The southwestern grain town will host as many as 150 custom cutters in the coming days, but there won't be anywhere in town for them to wash their undies.

The blame for that goes to the state's new anti-smoking law, which went into effect Monday.

Dennis Laches, owner of a television repair and laundromat, posted a sign on the door that said he's closed up shop because of the new law.

Even an intercession by Mott Mayor Troy Mosbrucker on Tuesday afternoon didn't change his mind.

Laches, 59, a smoker himself, said if he can't legally smoke in his own building, he won't keep it open.

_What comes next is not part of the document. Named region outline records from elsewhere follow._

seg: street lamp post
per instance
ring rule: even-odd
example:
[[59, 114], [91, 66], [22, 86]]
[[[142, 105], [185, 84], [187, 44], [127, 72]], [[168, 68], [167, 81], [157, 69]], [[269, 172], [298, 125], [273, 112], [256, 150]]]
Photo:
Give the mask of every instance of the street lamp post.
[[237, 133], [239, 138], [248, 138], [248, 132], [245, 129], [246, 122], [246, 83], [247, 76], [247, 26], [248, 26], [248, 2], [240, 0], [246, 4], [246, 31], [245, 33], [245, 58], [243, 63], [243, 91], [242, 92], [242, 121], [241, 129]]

The laundromat owner said the business barely paid its own bills anyway, but if he can't be there all day like he usually is to keep an eye on the water pipes and fuse box, he won't be there at all.

Mosbrucker tried to persuade him to open it a couple of hours a week for the custom cutters, at least, but Laches said they should blame the inconvenience on state leaders, not him.

Laches regularly entertained a group of Mott fellas, who convened for coffee, cards and a smoke or two in the morning.

Now, that's history, too, although Laches does point out that he can smoke in his building if he wants to, now that it's closed.

"I'm not a rich person, and in six to eight months, I'll be destitute," he said.

Laches' is the first reported business door to close in North Dakota because of the anti-smoking law.

The nearest laundromat is less than 15 miles away in Regent, but good luck finding an open washing machine there.

The number of custom cutters who pull into that grain town with their harvest machinery and camper trailers makes Catholic-dominated Mott look like a Sunday school picnic for Baptists.

Jan Altendorf of Altendorf Harvesting said Laches' decision is very devastating.

The crew of 30 she brings works 12 to 18 hours a day and they only get a few hours to run their clothing through the wash, maybe a few more if it rains.

Altendorf said the crewmembers don't have their own transportation, so they walk uptown to the grocery store, laundromat and wherever else they need to go.

Now, she figures she'll have to assign transportation and if the workers end up in Dickinson, well, everything's fair game.

At that, a furrow of worry crossed the mayor's brow,

"They'll get to Wal-Mart (in Dickinson) and buy everything," he said.

Altendorf said custom cutters, who hail from Africa, New Zealand and London, typically leave about 20 percent of their wages behind in towns from Texas to Canada.

She expects the inconvenience will be prolonged this year, because it looks like crop ripening will be slow and custom cutting crews will be around into September.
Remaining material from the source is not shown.